If, by chance, this is not soley rhetorical, I think the "Love and Logic" methods and Montessori philosophies are amazingly effective....
Steph
I love the part about too much fruit leather. She sounds like a typical two-year old to me. No to worry..this too shall pass.
:)
Amy
Hi Sammy,
This is a great one!
I especially relate to "GEE OUT!!!"
Off to see what "Love and Logic" is about. I could use the help!
Yours in toddlerdom,
Princess Sconecan's mommy
Sam, I am exhausted just from reading this! You capture Jarrah's spirit so vividly--and I'm sure this description still pales in comparison to the lived experience.
Whenever Sage exhibits personality traits that exhaust me, I eventually reach a point when I can realize that these same traits are going to make her a more interesting, successful adult. I am sure that this is the case with Jarrah's "force of nature"dness.
But in the meantime, I wish you the occasional moment of peace!
xoxo
Miss J
Holey moley, we have the same kid. Now, I know that this is totally exhausting, but--and this I promise you from a mother whose child has elicited hushed queries like, "How can you keep up with him?" from other parents (like I've got a choice)--it will get easier in many ways as she gets older.

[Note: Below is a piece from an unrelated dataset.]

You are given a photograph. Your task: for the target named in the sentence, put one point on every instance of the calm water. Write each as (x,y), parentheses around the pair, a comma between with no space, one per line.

You'll be lying draped over the kitchen counter, gasping for air and thinking you can't go on for another minute, and you'll suddenly realize that your child is playing by herself, and that you've been granted a moment of peace. You may even have time to flip through a Parenting magazine.
I'm told that a day will come when I will yearn, nostalgically, for these frantic days, for a time when my kid actually wanted to spend time with me. So I'm trying to enjoy whenever I can beat the exhaustion enough to remember that.
Hang in there, and get the latte you want, girlie girl.
XO,
M
See, now I have this theory that you secretly follow me around and write about my boys under the collective pseudonym, "Jarrah". ;) That is my day, pretty much! Hang in there. William is much easier to go out with since his third birthday. I love how much personality Jarrah has.
Caroline
OMG, I soooooooo could have written this post. I really sometimes wonder if it's normal or not. Shopping has become torture to be honest.